AI Boom: A New Dot-Com Cycle of Circular Investment

2 min read

If history rhymes, the AI boom is humming the tune of the dot-com bubble — this time with trillion-dollar tempo. Money is flooding into artificial intelligence from every direction, but much of it is circulating inside the same closed loop:

Big Tech funds AI startups → those startups buy cloud compute and chips from Big Tech → investors reward Big Tech for AI growth → valuations rise → more capital pours in.

It’s a self-reinforcing system that inflates faster than real-world value can catch up.
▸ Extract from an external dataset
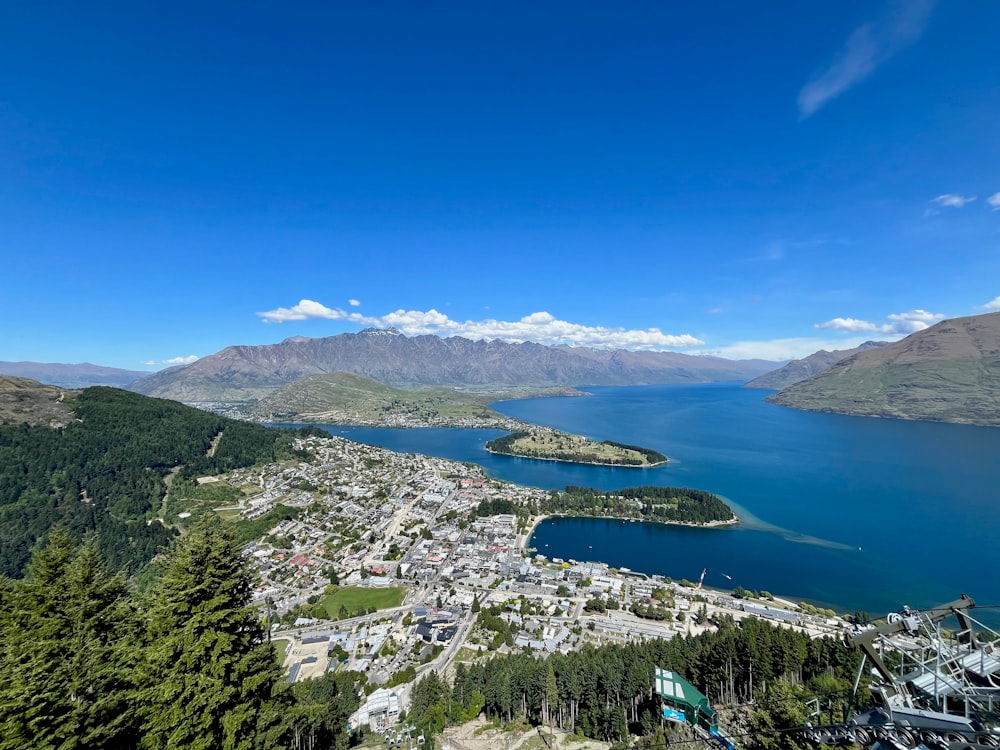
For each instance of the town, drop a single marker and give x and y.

The parallels with the late-1990s are striking: massive capital chasing “inevitable” technological change, record valuations unbacked by profits, and a public market dazzled by buzzwords.

Then, it was dot-coms promising to “change everything.” Now, it’s AI promising to “transform everything.”
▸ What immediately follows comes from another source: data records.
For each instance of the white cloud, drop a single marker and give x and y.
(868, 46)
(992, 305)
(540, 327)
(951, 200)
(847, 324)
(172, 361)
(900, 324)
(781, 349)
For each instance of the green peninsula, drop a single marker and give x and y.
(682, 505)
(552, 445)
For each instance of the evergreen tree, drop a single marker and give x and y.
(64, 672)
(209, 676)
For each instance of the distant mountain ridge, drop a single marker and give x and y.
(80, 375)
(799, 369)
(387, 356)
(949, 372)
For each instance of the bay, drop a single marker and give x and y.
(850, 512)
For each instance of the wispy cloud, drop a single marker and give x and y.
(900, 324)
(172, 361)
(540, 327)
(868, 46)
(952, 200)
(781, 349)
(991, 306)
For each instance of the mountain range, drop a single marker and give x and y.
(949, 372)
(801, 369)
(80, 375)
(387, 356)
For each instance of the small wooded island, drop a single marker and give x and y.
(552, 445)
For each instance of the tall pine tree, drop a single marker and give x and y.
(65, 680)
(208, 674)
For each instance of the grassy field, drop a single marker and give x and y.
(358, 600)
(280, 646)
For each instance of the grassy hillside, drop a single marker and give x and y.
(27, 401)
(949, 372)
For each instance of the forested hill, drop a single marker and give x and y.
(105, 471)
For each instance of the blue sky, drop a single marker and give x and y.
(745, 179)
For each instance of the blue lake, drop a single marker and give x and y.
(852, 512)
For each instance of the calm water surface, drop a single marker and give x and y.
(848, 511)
The difference is scale. The dot-com bubble was measured in billions; the AI race is measured in trillions — from hyperscale data centers to chip supply chains[1]. Giants like Nvidia, Microsoft, and Amazon are both financiers and beneficiaries of the same boom they’re fueling.
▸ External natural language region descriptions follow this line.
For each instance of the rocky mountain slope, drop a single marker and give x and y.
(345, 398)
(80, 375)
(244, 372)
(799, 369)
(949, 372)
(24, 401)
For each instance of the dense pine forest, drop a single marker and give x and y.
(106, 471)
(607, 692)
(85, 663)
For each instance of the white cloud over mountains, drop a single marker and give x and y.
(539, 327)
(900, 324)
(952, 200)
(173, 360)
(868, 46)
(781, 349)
The risk isn’t that AI will fail — it won’t — but that its financial ecosystem is folding in on itself. When growth feeds on investment rather than adoption, the loop inevitably breaks. The last time we saw this dynamic, it ended in a crash that erased two-thirds of the NASDAQ[2]. Today, the numbers — and the feedback loops — are even larger, and the investor euphoria around AI carries a familiar echo of the dot-com bubble — a signal worth heeding.

Footnotes

  1. Morgan Stanley Report — Global data center investment outlook, February 2024.

  2. NASDAQ Historical Data — Dot-com crash timeline, March 2000 to October 2002.